Teresa Masciopinto, presidente di Fondazione Finanza Etica, a nome del Gruppo Banca Etica ha ricordato come le modifiche alla legge 185 mirino anche a cancellare la possibilità di sapere quali banche finanziano la produzione e l’export di armi, mentre Francesco Vignarcadi Rete Italiana Pace e Disarmo ha ricordato che la legge 185 sia nata 34 anni fa da una forte mobilitazione delle reti della società civile che oggi si stanno riattivando per difenderla e come le modifiche proposte alla legge non porteranno maggiore sicurezza.
Francesca Rispoli di Libera ha infine ricordato che un primo passo per difendere la legge è firmare la petizione promossa dalla Campagna.
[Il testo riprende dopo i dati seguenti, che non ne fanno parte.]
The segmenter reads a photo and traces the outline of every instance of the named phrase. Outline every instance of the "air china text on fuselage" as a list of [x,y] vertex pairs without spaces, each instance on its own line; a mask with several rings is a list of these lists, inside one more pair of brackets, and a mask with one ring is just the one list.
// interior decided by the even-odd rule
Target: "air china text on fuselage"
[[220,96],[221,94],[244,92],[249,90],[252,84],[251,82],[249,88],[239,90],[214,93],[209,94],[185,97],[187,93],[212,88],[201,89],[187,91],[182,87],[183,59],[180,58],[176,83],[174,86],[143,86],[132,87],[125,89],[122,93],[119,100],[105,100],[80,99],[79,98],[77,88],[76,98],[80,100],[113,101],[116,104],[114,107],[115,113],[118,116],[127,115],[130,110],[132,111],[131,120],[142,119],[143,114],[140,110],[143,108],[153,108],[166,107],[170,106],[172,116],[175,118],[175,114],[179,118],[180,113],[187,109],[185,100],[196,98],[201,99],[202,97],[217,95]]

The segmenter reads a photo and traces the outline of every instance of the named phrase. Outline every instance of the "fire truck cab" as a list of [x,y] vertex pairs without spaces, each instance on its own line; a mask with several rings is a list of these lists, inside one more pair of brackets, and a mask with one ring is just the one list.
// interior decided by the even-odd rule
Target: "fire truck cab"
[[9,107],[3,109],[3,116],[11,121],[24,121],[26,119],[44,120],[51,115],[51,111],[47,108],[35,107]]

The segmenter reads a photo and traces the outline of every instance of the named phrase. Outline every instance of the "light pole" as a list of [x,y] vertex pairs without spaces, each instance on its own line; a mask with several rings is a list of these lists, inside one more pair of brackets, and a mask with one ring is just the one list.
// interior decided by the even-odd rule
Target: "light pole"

A sostegno della mobilitazione “Basta favori ai mercanti di armi!” sono intervenuti all’evento del 17 aprile 2024 a Roma anche Raul Caruso, professore di Economia Internazionale presso l’Università Cattolica del Sacro Cuore, Milano; Riccardo Noury, portavoce Amnesty International Italia; Alfio Nicotra, co-presidente Un ponte per e Consiglio nazionale AOI; Greta Barbolini, presidenza nazionale ARCI; Vincenzo Larosa, delegato dalla presidenza Azione Cattolica; Stefano Regio, presidente Federazione Lazio CNCA; Laura Milani, presidente CNESC e Associazione Comunità Papa Giovanni XXIII; Gabriele Verginelli, per Legacoop; Emilia Romano, presidente Oxfam Italia, don Tonio dell’Olio, presidente Pro Civitate Christiana; Pierangelo Milesi, delegato Pace della Presidenza ACLI; Giuseppe Daconto, Centro Studi di Confcooperative; Maximilian Ciantelli, presidente Mani Tese Firenze; Alfredo Scognamiglio, del Movimento dei Focolari Italia; Maurizio Simoncelli, vicepresidente di Archivio Disarmo.
Dieci mesi dopo, di nuovo, sinistra se ci sei è ora di battere un colpo. In Parlamento. Perché nelle piazze c’è già chi ci ha pensato, e non da oggi.